A habitual behaviour is automatically triggered by external cues — for example, reaching for the seat belt as soon as you get into the car. Scientists have identified two areas in a part of the brain called the striatum that are active in laboratory rats when they perform habitual behaviours. Although the human brain is somewhat similar to the rat brain, neuroscientists weren’t sure what the analogous structures in the human brain were — or whether such structures even existed.

Allan Wang, a neuroscientist at the Stanford University School of Medicine in California, and his colleagues looked at which areas of the rat brain cortex were connected to the striatum. Then, using high-resolution magnetic resonance imaging data from 178 participants in the Human Connectome Project, an initiative to map the human brain, they worked backwards from the cortex to identify the candidate human brain regions.

This led them to two structures: the sensorimotor putamen and the associative caudate.

Because habitual behaviours probably play a part in binge-eating disorder and bulimia nervosa, the team then examined the brains of 34 women with either of these disorders to see whether there was altered activity in the two structures.

Functional magnetic resonance imaging uncovered changes in these areas in people with eating disorders, compared with those without them.
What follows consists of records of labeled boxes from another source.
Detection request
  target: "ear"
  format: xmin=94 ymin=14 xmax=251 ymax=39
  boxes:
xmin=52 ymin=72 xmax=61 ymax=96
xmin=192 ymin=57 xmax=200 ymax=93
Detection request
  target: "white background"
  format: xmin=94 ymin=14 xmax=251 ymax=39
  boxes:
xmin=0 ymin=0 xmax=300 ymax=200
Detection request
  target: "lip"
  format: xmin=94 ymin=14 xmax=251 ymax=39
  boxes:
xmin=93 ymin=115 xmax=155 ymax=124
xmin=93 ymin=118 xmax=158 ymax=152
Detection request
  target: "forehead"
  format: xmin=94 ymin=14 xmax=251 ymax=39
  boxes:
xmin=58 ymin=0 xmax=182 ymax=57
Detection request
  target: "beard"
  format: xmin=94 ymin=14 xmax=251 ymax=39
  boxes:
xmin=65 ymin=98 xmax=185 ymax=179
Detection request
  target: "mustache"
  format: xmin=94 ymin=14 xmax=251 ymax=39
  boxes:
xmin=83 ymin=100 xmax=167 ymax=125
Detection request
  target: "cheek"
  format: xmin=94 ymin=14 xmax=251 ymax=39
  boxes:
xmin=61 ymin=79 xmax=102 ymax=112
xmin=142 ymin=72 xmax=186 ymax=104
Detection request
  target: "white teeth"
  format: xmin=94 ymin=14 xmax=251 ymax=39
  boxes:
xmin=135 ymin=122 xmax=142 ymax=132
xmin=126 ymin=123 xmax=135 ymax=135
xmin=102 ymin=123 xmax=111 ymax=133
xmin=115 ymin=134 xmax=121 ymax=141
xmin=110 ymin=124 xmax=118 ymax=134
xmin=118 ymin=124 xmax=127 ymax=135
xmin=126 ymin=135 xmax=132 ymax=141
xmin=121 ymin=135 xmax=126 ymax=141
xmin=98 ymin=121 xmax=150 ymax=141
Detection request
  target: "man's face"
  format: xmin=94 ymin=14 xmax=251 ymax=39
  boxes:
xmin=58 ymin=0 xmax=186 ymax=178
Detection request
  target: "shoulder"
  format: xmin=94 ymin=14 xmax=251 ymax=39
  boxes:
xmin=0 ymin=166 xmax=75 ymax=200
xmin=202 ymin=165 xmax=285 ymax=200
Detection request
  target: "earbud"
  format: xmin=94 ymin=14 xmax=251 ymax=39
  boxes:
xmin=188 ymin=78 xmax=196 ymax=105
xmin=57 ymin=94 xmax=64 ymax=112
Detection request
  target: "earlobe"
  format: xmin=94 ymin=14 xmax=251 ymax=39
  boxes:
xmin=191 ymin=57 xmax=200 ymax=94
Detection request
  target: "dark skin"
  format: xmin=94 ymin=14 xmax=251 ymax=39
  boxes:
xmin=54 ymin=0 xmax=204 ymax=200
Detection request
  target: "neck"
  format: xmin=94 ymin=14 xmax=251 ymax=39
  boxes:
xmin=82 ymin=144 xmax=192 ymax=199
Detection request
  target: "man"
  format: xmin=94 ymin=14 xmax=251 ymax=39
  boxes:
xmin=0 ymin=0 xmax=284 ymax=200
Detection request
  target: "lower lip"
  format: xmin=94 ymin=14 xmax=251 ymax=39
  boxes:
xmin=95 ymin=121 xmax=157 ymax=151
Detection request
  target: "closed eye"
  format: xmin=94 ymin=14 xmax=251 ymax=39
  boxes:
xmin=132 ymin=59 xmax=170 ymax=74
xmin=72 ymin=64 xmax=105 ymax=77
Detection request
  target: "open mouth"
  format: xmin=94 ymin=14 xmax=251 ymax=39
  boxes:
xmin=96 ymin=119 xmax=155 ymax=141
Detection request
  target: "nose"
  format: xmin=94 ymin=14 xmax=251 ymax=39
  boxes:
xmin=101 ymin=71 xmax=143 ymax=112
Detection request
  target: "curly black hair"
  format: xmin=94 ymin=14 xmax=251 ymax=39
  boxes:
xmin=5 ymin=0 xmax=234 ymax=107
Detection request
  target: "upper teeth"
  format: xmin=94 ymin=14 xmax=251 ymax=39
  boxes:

The imaging showed alterations in the structure of the grey matter and in dopamine signalling in the sensorimotor putamen in particular.

Altered connections

In people with binge-eating disorder or bulimia, the connections between some parts of the cortex and the habit-reinforcing sensorimotor putamen were much stronger than in healthy controls: connectivity to the anterior cingulate cortex was decreased, but it was increased to the orbitofrontal cortex and motor cortex.

“Connectivity with the sensory motor putamen was the main differentiating factor between the controls that we were looking at and the binge-eating group,” says Wang.

“This study adds pretty nicely to some mounting evidence suggesting that brain circuitry that involves the putamen is likely implicated in binge-eating behaviour,” says psychiatrist Laura Berner at the Icahn School of Medicine at Mount Sinai in New York City.

The extent to which the brain scans differed was directly related to self-reported accounts of the severity of the eating disorder.

Dopamine is a a neurotransmitter released in response to reward, and the researchers expected the brains of people with eating disorder to show the effects of repeated exposure to reward. The putamen seemed to have fewer receptors for dopamine than did healthy brains, and the researchers suspect that increased release of dopamine might dial down the sensitivity of the dopamine receptors and reduce their number.

The researchers caution that they cannot definitively say that the sensorimotor putamen and the associative caudate are the human equivalents of the habit-forming areas of the rat striatum, but the work opens new pathways for exploring habit formation.

It also suggests that new treatments for binge-eating disorder and bulimia should be explored. In the past, these conditions have been resistant to treatment. Psychiatrist Joanna Steinglass at the Columbia University Irving Medical Center in New York City says binge eating is perhaps the most common eating disorder, but “it is the least studied in terms of the bio-behavioural mechanisms”.

Wang says this work could pave the way for treatments that target the brain regions implicated in such disorders, using techniques such as deep-brain stimulation or transcranial magnetic stimulation. He speculates that future treatments for many psychiatric illnesses — not just binge-eating disorder and bulimia — might directly target the brain circuits.